Let's create two hypothetical sets, the first being 'N' which contains a series of 'n' characters total, the second being 'S' which is always a string of 'x' length, where x >= 2, each character within the elements of S is an element of N.
Let's create a subset of S called U, which represents the working set of unique identifiers defined within the system in play; for an element of U, let's call it E, if all you're doing is swapping out the first two characters and repeating the rest of E, after those two characters, the probability of a duplicate string occurring in U, is roughly 'n'.
The number of strings represented by the set S is n^x, the number of sub-strings represented by the first two characters (NN) of every element of S is n^2 (n * n).
When you're talking duplicates or probability, you consider the number of elements within the first option, which is 'n' number of elements, let's call this first character C, the second one, which is a duplicate must be the same as the first character (NC), so there's only 1 single character that can be used here (n*1).
So if everything, after the first two characters are swapped, is included, you end up with a drastically smaller pool than you should have. The initial Guid you started with is likely to be unique, the one you created is likely to collide with that same guid one in 16 times, or one in 'n' times, depending on the unique identifier implementation.
You also have to remember, the odds of a unique identifier, in this case a GUID, being used a second time only pertains to the functional system which applies the unique identifier.
So while the statistical odds, or poor implementation, of the GUID system might lead to potentially more repeats than theoretically possible, that only pertains to that closed system, the CLSID entries within HKEY_CLASSES_ROOT, in your registry are irrelevant because they do not overlap with the functional system in play.
If you encounter a duplicate when you generate a key, generate a new damn key. Easy fix.

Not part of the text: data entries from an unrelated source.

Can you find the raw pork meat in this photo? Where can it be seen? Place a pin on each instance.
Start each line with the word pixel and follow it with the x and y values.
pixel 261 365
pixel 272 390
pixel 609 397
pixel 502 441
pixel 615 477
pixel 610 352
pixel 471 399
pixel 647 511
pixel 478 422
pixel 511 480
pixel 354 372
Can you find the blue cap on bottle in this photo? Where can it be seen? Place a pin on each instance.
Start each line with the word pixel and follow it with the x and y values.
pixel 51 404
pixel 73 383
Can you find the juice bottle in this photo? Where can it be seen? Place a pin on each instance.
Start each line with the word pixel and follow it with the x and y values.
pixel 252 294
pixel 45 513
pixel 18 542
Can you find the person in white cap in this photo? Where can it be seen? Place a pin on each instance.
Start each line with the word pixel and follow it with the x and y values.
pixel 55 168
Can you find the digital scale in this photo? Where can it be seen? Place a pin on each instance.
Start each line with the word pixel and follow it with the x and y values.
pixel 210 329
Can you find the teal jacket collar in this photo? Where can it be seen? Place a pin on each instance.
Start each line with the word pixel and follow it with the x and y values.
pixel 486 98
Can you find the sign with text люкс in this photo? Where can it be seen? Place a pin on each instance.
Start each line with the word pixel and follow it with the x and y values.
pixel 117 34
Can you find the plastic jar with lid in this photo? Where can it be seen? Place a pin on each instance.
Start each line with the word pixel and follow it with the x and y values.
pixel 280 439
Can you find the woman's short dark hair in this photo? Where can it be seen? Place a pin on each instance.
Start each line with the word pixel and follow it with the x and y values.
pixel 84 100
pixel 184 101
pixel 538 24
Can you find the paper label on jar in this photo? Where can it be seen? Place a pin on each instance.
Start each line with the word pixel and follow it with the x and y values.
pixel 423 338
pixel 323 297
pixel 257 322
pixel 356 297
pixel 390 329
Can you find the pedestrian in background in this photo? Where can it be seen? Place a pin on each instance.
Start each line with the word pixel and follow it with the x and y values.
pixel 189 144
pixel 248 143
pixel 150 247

The real question is why they didn't just call Guid.NewGuid(), or implement a system specific variation that would check the subset in play for a duplicate and repeat as necessary until a new Guid is found.
Admin
Everyone already figured that out, professor. But thanks for the overly complicated (and subtly incorrect, ironically) explanation.
Admin
If it's subtly incorrect. Explain how.
I'll admit to being wrong, if you can tell me where the flaw lies.